By the mercy, dud weather came on the fifth day, driving rain and blanketting mist, and the mechanics – no, not rested, but spurted again and cleared up the débris of past days, repaired, refitted, and re-rigged their machines in readiness for the next call, whenever it might come. At the finish, about midnight of the fourth day, some of them had to be roused from sleeping as they stood or sat at their work; one man fell asleep as he stood working the forge bellows and tumbled backwards into a tub of icy water.

Then they reeled and stumbled to their beds, and again by the grace – since once asleep it is doubtful if mortal man could have wakened them – the sixth day was also dud, and the mechanics slept their fill, which on the average was somewhere about the round of the clock.

By then the fury of the battle assault had died down, the Squadron's duties were eased, and the mechanics dropped to a normal battle routine of fourteen or fifteen hours a day.

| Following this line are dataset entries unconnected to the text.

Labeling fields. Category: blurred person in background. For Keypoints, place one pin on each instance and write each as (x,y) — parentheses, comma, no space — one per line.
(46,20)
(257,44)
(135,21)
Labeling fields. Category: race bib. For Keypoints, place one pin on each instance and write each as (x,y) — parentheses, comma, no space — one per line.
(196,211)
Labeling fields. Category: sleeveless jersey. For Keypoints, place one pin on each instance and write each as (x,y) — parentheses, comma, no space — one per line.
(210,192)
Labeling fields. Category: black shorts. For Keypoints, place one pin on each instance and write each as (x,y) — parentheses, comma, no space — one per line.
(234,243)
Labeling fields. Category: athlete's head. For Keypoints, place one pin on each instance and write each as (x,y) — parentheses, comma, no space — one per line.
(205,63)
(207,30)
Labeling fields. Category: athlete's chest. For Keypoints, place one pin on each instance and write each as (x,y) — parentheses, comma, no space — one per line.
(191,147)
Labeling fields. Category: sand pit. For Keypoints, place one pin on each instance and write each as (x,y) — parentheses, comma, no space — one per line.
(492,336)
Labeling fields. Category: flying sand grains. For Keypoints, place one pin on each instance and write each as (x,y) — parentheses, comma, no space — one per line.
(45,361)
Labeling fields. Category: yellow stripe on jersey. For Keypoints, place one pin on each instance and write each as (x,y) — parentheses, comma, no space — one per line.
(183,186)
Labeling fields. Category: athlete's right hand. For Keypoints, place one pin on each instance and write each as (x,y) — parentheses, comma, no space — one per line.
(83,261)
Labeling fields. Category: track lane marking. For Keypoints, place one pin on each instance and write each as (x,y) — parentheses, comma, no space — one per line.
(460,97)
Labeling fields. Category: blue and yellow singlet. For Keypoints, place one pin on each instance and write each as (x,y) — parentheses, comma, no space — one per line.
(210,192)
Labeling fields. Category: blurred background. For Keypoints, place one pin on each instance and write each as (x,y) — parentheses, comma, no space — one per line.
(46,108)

The Air Activity speeded up again after a few days of this, and from then on for another fortnight the men in the air were putting in two and three patrols a day and with some of the Artillery Observing machines in the air for four and four and a half hours at a time, while the men on the ground in the Squadrons were kept at full stretch and driving hard night and day to maintain their machines' efficiency. No. 00's mechanics did an average of nineteen to twenty hours work a day for fifteen days, and it is probable that if the full fact were known so, or nearly so, did the mechanics of most of the other Squadrons on that front. For, as it always does in prolonged fine weather and continued air work, the "air supremacy" became much more than a matter of the superiority of the fighters or fliers, dropped down to a race between the German mechanics and our own, their ability to stand the pace, to work the longest hours, to put in the best and the most work in the least time, to keep the most machines fit to take the air.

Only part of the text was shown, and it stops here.